2 males came and broke off all the locks and just come in freely.
I heard sounds, and whenever I go to the door, everything was a too late.
They opened the door and saw me, I'm asking who are them.
They said they're lock smith, wtf?
Then I tried to get them off, 1 of them gugut me and ask me to give money.

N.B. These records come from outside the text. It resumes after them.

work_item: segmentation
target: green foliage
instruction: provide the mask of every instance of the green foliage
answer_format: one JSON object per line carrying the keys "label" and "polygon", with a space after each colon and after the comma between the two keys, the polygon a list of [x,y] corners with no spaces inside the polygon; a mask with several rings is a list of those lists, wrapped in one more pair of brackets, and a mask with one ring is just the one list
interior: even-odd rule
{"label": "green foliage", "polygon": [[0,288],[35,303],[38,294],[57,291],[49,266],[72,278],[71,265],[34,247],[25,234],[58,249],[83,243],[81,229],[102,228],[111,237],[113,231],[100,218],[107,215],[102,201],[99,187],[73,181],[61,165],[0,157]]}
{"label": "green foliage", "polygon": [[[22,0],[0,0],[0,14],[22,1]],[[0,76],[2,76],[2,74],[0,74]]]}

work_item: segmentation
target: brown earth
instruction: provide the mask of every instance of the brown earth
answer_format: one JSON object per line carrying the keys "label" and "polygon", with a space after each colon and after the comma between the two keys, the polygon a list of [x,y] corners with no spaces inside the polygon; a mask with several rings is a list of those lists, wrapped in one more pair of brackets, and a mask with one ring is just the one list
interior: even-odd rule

Everything gone as they expected and I'm tied in beside.
I was praying for my safety after-all.
and lastly, they gone off, with all my moneys, handphones, and bla bla bla

My emotions was disrupted.
I wasn't able to sleep the whole night as the event keep on floating in my mind.
My safety is in risk, they might find me again. ><
This is life, life is fragile.
I still can't calm down my mind, what should I do?

Friday, February 12, 2010

Lost

深情对望

Haha, nice scene when lunch-ing.
Jeff took the opportunity to snap this foto with my fone.
I was beside him too, so I'm counted as... bong hong oso.. haha

Haiz, not feeling like yongzhi lately.
Why eh? bothered by loads of homework?
or violent-ed by the thoughts for the society?
ahh...stressed up again.

No idea what am I doing.
My school friends aka stjohn members.
So, befriend with my classmates = join stjohn members
Sometimes, I really feel out-strange by the gang.
More magnificent when involved with events of sj.
It's not a thing that is very primal but it bothers me too.
 I dont like the feel to be estranged!
I've been alone for years, I want to be tagged!

“孤独,不是被父母责备后难过的那种程度比得上的”

Saturday, February 6, 2010

Happy day~


Wee, the calligraphy competition today and it was a well done!
Really thanks to many of my fellowships.
If there weren't u guys, it will be hardly succeed.
Hope that the next on-coming activity will be so success le. :D



Haha, and at the night, the sampat gang.
383838
All change nick to Xi Wang.
It was just a short moment, and memorable. haha :D


overview of whole class

文房四宝!

the bad teacher who kacau my participants


Pn Chai very pro d lo

Judging

Friday, January 29, 2010

New year New day New challenge


Welcome 2010, bye bye 2009
It was form 5, my final year of high school. (^^'')
I was happy and busy, till I lazy to care bout this place, haha.
I shall update it abit. :D

Many things here and there.
The time passed so fast before I'd became the chairman of Bc Society.
The first 3 month's activity is already planned.
The exciting part is about to start. haha

It was just the first month only, but I've felt that I did many things.
**Pening Pening **
Take a look of the logo of the bc society!

Haha, nice anot? :D
I asked my friend to draw it and I scanned it in to computer and processed it.
Now we have an official logo for the society~

Today had a meeting that is alike to a perjumpaan.
Basicly my aim for that is to announce issues to all the members,
and also to clarified how much our members are.
I'm quite satisfied with the number of pupils who join. :D
But, I'm disappointed with my performance today. T.T
Hope you guys can forgive me the mistakes I made.